An engine fire left a Carnival cruise ship adrift 150 miles off Mexico. Tug boats will bring the cruise ship back to Progreso, Mexico. All 3,143 guests will be offered full refunds, says Carnival.
REUTERS/Carnival Cruise Lines/Handout
A statement on Carnival's website said nobody was hurt and automatic extinguishers put out the fire before it could spread from the aft engine room. The company said the US Coast Guard had been notified and was monitoring the situation.
The cruise line said another of its ships, the Carnival Elation, responded to the scene and transferred provisions to the disabled boat. Carnival says a tugboat will tow the Triumph to Progreso, Mexico, where passengers will be flown back to the United States.
The US Coast Guard says tugboats are scheduled to reach Triumph about noon Monday some 150 miles off the Yucatan Peninsula. The ship is expected to arrive in Progreso on Wednesday.
Carnival says all passengers will get a full refund, plus an equal credit for a future cruise. That's a fairly standard industry response. In fact, it's what Carnival did the last time one of its cruise ships was towed back to port in November 2010. Then, as now, an engine fire disabled Carnival's cruise ship Splendor just 14 hours into a seven-day cruise.
"So as a cruise ship company, what do you offer your 3,299 customers who have gone more than two days with no air conditioning, electricity, hot running water, hot food service, or telephones, who have limited running water and bathroom facilities, and who are being towed back to port by tugboats at an average four miles per hour?

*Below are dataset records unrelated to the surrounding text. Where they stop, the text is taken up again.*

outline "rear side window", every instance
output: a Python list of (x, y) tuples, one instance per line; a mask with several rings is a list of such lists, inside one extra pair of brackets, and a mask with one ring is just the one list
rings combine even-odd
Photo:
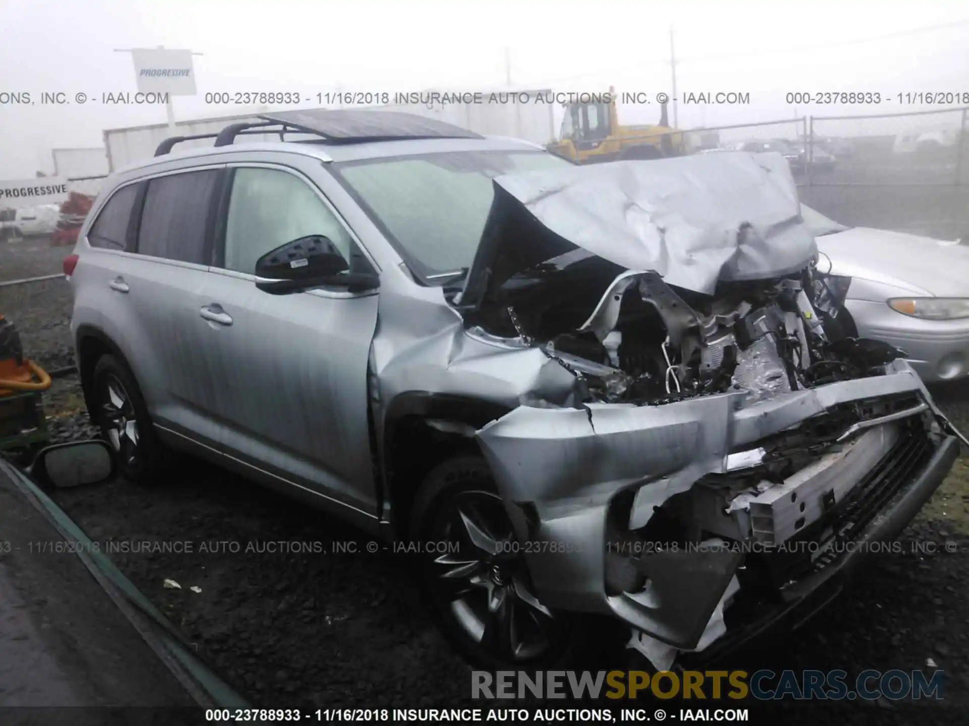
[(218, 178), (218, 169), (203, 169), (149, 181), (139, 254), (205, 264), (208, 211)]
[(137, 184), (129, 184), (115, 192), (87, 233), (87, 243), (91, 247), (101, 247), (106, 250), (126, 249), (128, 224), (137, 197)]

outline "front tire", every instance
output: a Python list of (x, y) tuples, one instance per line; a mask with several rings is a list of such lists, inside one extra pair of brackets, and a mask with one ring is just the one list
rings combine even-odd
[(94, 419), (129, 481), (149, 483), (162, 466), (164, 449), (131, 370), (113, 355), (103, 355), (91, 378)]
[(447, 542), (422, 553), (424, 595), (445, 634), (475, 665), (548, 667), (572, 655), (574, 619), (535, 596), (487, 463), (459, 456), (435, 468), (414, 505), (412, 537)]

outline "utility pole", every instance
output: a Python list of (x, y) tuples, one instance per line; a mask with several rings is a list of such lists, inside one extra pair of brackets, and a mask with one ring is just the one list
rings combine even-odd
[(672, 25), (670, 26), (670, 69), (672, 72), (672, 126), (679, 128), (679, 120), (676, 118), (676, 51), (672, 45)]

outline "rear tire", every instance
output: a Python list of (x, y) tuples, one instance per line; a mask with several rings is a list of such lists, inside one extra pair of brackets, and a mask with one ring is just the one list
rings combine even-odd
[(128, 366), (102, 355), (91, 377), (92, 416), (117, 456), (118, 471), (129, 481), (151, 483), (163, 469), (165, 449), (148, 415), (141, 389)]
[(415, 542), (449, 543), (446, 553), (421, 554), (422, 585), (445, 635), (469, 662), (490, 670), (547, 668), (572, 657), (577, 618), (546, 608), (533, 593), (483, 458), (458, 456), (432, 469), (411, 523)]

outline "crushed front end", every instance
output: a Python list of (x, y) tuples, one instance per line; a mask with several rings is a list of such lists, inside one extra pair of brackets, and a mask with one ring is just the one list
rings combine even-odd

Carnival has promised a full refund for this trip, as well as a free future cruise of equal value," reported The Christian Science Monitor in November 2012.
The Triumph departed Galveston on Feb. 7 and was due to return Feb. 11.
The company also canceled the Triumph's next two voyages, set to depart Feb. 11 and Feb. 16, and is offering a full refund and a discount on a future cruise.